SELECT schema_name(tab.schema_id) AS schema_name
    ,tab.name AS table_name
    ,col.name AS column_name
    ,t.name AS data_type
    ,SUM([Partitions].[rows]) AS [TotalRowCount]
    
FROM sys.tables AS tab
INNER JOIN sys.columns AS col ON tab.object_id = col.object_id
LEFT JOIN sys.types AS t ON col.user_type_id = t.user_type_id
JOIN sys.partitions AS [Partitions] ON tab.[object_id] = [Partitions].[object_id]
    AND [Partitions].index_id IN (
        0
        ,1
        )

GROUP BY schema_name(tab.schema_id)
    ,tab.name
    ,col.name
    ,t.name
    
ORDER BY col.name

As result I have this:

schema_name	table_name	column_name	data_type	TotalRowCount
H513WEB	ALPRETAR	IDREVI	numeric	1439
H513WEB	ALPRETAR	IDREVN	numeric	1439
H513WEB	CPDOENP	IDRLPP	numeric	4156
H513WEB	ALPRETAR	IDRNG	numeric	1439
H513WEB	FAAFACP	IDROLDEBCOM	numeric	100541
H513WEB	FAAFACP_OLD	IDROLDEBCOM	numeric	1513
H513WEB	CACPTAP	IDROLE	numeric	22109
H513WEB	CARROLP	IDROLE	numeric	5
H513WEB	FAENTFP	IDROLE	numeric	26084
H513WEB	CACPTCP	IDRUBRIQUE	numeric	48
H513WEB	CACPTRP	IDRUBRIQUE	numeric	12942
H513WEB	CAIMDCP	IDRUBRIQUE	numeric	6637
H513WEB	CAIMGIP	IDRUBRIQUE	numeric	5
H513WEB	CAIMRSP	IDRUBRIQUE	numeric	40
H513WEB	CAOREXP	IDRUBRIQUE	numeric	5
H513WEB	CAPLARP	IDRUBRIQUE	numeric	3
H513WEB	CARERUP	IDRUBRIQUE	numeric	175
H513WEB	CARUBRP	IDRUBRIQUE	numeric	312

but I only would like to list rows that have the same column_name and data_type and the result should look like this:

schema_name	table_name	column_name	data_type	TotalRowCount
H513WEB	FAAFACP	IDROLDEBCOM	numeric	100541
H513WEB	FAAFACP_OLD	IDROLDEBCOM	numeric	1513
H513WEB	CACPTAP	IDROLE	numeric	22109
H513WEB	CARROLP	IDROLE	numeric	5
H513WEB	FAENTFP	IDROLE	numeric	26084
H513WEB	CACPTCP	IDRUBRIQUE	numeric	48
H513WEB	CACPTRP	IDRUBRIQUE	numeric	12942
H513WEB	CAIMDCP	IDRUBRIQUE	numeric	6637
H513WEB	CAIMGIP	IDRUBRIQUE	numeric	5
H513WEB	CAIMRSP	IDRUBRIQUE	numeric	40
H513WEB	CAOREXP	IDRUBRIQUE	numeric	5
H513WEB	CAPLARP	IDRUBRIQUE	numeric	3
H513WEB	CARERUP	IDRUBRIQUE	numeric	175
H513WEB	CARUBRP	IDRUBRIQUE	numeric	312

How to do that?

CodePudding user response：

If you're trying to identify PK and FK candidates, it's not just the data type that needs to match, but the length, scale and precision too. A varchar(10) can't be a foreign key of a varchar(8) for example. In actuality the name doesn't need to match at all, but you would end up with a terrible number of false positives without including that.
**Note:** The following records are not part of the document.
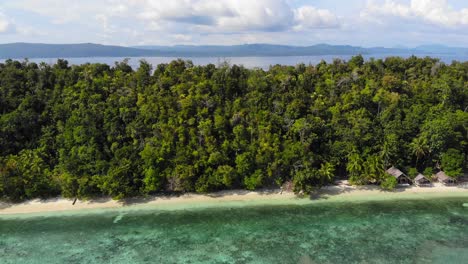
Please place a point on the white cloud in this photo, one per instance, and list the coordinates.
(6, 26)
(310, 17)
(437, 12)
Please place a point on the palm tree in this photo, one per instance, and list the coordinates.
(419, 148)
(326, 171)
(354, 165)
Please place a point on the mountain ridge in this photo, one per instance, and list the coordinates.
(20, 50)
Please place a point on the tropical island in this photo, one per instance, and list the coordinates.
(94, 130)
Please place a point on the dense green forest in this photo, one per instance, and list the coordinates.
(95, 129)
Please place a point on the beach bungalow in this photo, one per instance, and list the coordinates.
(422, 180)
(444, 178)
(399, 175)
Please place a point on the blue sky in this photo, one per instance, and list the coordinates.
(224, 22)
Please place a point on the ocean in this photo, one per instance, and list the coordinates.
(433, 230)
(248, 62)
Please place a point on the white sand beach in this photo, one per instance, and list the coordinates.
(340, 193)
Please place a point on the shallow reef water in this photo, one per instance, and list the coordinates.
(402, 231)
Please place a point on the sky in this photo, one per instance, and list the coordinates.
(367, 23)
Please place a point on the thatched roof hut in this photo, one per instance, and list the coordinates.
(421, 180)
(444, 178)
(399, 175)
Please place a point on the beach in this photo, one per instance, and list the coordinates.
(340, 193)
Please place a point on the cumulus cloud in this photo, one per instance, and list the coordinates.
(437, 12)
(6, 26)
(203, 15)
(311, 17)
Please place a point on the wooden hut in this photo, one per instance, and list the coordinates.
(399, 175)
(444, 178)
(422, 180)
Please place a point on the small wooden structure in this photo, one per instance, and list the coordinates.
(399, 175)
(444, 178)
(422, 180)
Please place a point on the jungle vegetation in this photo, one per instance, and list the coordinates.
(94, 129)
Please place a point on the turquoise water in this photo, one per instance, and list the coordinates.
(406, 231)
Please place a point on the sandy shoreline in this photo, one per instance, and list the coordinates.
(340, 192)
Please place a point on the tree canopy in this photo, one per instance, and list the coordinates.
(94, 129)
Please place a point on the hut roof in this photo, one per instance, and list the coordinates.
(420, 177)
(441, 176)
(395, 172)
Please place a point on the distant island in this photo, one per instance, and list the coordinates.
(93, 130)
(37, 50)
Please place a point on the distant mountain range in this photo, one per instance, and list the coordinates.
(34, 50)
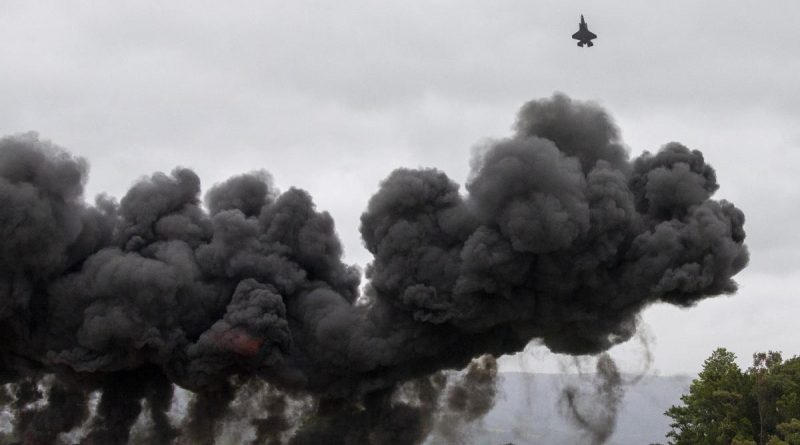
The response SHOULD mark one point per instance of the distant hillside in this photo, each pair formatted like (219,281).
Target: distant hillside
(527,411)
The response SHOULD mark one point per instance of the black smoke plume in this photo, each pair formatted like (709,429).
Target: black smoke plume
(560,237)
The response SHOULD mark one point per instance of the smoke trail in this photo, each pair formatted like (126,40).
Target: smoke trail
(559,237)
(596,413)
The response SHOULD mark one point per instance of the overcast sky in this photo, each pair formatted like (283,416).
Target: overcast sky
(332,96)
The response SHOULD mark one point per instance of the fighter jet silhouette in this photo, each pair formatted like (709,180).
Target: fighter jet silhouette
(584,36)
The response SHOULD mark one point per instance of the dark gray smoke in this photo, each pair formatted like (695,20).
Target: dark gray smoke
(559,237)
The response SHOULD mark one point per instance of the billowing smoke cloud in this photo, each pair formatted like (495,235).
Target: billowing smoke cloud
(559,237)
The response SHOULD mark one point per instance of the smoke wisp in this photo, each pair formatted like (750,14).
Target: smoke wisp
(559,237)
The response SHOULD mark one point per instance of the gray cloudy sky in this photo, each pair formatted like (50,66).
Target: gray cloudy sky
(332,96)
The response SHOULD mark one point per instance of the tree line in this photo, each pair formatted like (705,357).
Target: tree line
(730,406)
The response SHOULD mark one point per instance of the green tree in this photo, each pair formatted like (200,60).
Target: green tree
(715,410)
(726,406)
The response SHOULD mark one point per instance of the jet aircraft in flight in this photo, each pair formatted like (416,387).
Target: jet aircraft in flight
(584,36)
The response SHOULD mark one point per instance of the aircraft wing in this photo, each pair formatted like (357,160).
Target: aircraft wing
(584,35)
I've guessed a little at what you want but i think this might be along the right lines. The (estimated) row count, on the other hand, doesn't seem necessary at all, so I've removed that from the query:

WITH ColumnCount AS(
    SELECT s.name AS SchemaName,
           t.name AS TableName,
           c.name AS ColumnName,
           ct.[name] AS DataType,
           c.max_length,
           c.precision,
           c.scale,
           COUNT(c.column_id) OVER (PARTITION BY c.[name], ct.[name], c.max_length, c.precision, c.scale) AS Duplicates
    FROM sys.schemas s
         JOIN sys.tables t ON s.schema_id = t.schema_id
         JOIN sys.columns c ON t.object_id = c.object_id
         JOIN sys.types ct ON c.user_type_id = ct.user_type_id)
SELECT *
FROM ColumnCount CC
WHERE CC.Duplicates > 1
ORDER BY CC.ColumnName,
         CC.SchemaName,
         CC.TableName;